The virus does not pose any threat to humans or pets, and the affected fish can still be handled and consumed safely if proper measures are taken.
“I wouldn’t say there’s cause for concern,” remarked Iwanowicz. “While fishermen need not worry, we have yet to ascertain how the virus spreads. However, we would like to caution anglers to avoid unintentionally spreading the virus. Although the method of transmission remains unknown, awareness of the scientific findings is crucial.”
Nevertheless, researchers rely on anglers to track the virus, identify its origins, and comprehend its impact on fish populations.
It is important to note that reporting catches, even of non-blotchy fish, is valuable to researchers.
“Without records of non-affected fish, we cannot accurately estimate the prevalence,” explained Biological Science Technician Clay Raines. “For a long time, we wondered if we were observing the ‘Volkswagen Beetle effect’—if you’re actively searching for them, they appear everywhere. We need people to report instances where they actively look for the syndrome and don’t find any affected fish as well.”

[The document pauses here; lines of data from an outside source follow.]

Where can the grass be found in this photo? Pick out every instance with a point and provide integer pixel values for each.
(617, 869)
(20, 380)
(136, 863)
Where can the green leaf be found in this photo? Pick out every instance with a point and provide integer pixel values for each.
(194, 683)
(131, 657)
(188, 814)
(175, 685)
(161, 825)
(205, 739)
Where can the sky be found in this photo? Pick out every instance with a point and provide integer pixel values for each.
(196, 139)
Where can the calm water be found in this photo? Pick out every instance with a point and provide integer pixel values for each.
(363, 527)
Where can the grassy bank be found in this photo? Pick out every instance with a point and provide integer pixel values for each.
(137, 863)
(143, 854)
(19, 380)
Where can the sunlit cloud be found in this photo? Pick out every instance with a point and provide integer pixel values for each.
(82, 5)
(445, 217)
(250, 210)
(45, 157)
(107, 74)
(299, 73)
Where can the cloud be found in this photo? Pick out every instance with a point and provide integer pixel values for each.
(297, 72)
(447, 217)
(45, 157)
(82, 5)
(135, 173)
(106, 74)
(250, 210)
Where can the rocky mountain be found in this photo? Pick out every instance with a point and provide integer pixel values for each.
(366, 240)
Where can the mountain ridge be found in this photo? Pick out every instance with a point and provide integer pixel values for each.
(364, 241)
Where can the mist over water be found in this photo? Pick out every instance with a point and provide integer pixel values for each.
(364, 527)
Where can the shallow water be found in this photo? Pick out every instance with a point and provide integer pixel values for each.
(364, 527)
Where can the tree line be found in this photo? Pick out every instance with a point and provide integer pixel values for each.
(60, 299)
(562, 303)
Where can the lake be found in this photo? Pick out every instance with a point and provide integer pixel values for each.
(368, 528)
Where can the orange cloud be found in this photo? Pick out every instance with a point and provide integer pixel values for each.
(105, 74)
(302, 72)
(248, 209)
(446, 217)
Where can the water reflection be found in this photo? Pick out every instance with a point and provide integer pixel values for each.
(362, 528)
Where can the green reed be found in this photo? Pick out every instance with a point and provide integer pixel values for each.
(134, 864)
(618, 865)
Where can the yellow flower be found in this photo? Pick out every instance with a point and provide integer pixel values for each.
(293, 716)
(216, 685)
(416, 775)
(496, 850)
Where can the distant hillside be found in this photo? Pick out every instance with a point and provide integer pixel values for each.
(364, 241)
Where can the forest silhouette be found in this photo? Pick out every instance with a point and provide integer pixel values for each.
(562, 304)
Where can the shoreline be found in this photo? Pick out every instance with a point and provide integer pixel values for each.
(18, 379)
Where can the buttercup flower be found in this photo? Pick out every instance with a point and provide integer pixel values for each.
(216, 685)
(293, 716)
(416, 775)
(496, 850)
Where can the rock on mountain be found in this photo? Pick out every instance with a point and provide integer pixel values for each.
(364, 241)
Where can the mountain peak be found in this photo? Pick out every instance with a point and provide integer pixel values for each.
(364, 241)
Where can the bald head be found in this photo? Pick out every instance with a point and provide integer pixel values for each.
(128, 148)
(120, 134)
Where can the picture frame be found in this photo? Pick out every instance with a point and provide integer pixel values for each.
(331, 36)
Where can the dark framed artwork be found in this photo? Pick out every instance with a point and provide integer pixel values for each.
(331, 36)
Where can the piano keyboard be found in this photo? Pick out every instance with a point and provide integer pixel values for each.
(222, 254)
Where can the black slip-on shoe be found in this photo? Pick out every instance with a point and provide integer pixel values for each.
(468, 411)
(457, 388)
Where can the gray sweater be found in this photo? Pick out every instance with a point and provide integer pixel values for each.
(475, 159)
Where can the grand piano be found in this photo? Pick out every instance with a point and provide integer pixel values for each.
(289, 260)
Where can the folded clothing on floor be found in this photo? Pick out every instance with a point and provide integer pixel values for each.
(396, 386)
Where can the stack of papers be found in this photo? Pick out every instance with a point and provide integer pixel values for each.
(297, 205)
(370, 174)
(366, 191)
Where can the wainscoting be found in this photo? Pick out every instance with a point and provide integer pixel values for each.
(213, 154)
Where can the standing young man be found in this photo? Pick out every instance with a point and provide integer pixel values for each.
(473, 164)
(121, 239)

The reporting process involves documenting each fishing trip using the mobile app called “Angler’s Atlas MyCatch.” Anglers can initiate a trip by selecting the “start trip” option when they arrive at their fishing location. Throughout the trip, they can capture pictures of each catch, preferably alongside a measuring board. Each recorded trip with accompanying photos offers an entry into a drawing for a $100 gift card. For dedicated fishermen, downloading the Angler’s Atlas MyCatch app is highly recommended, as it can lead to significant rewards both on the lake and potentially in their wallets.
Everyone is playing their part in proactively addressing this research.
“Just like with the Asian carp, addressing the issue early on is crucial to prevent further consequences,” emphasized Cummings.
“This presents an opportunity to engage citizen scientists in tracking real-time progress or, at the very least, establishing a data time capsule for future endeavors,” added Raines.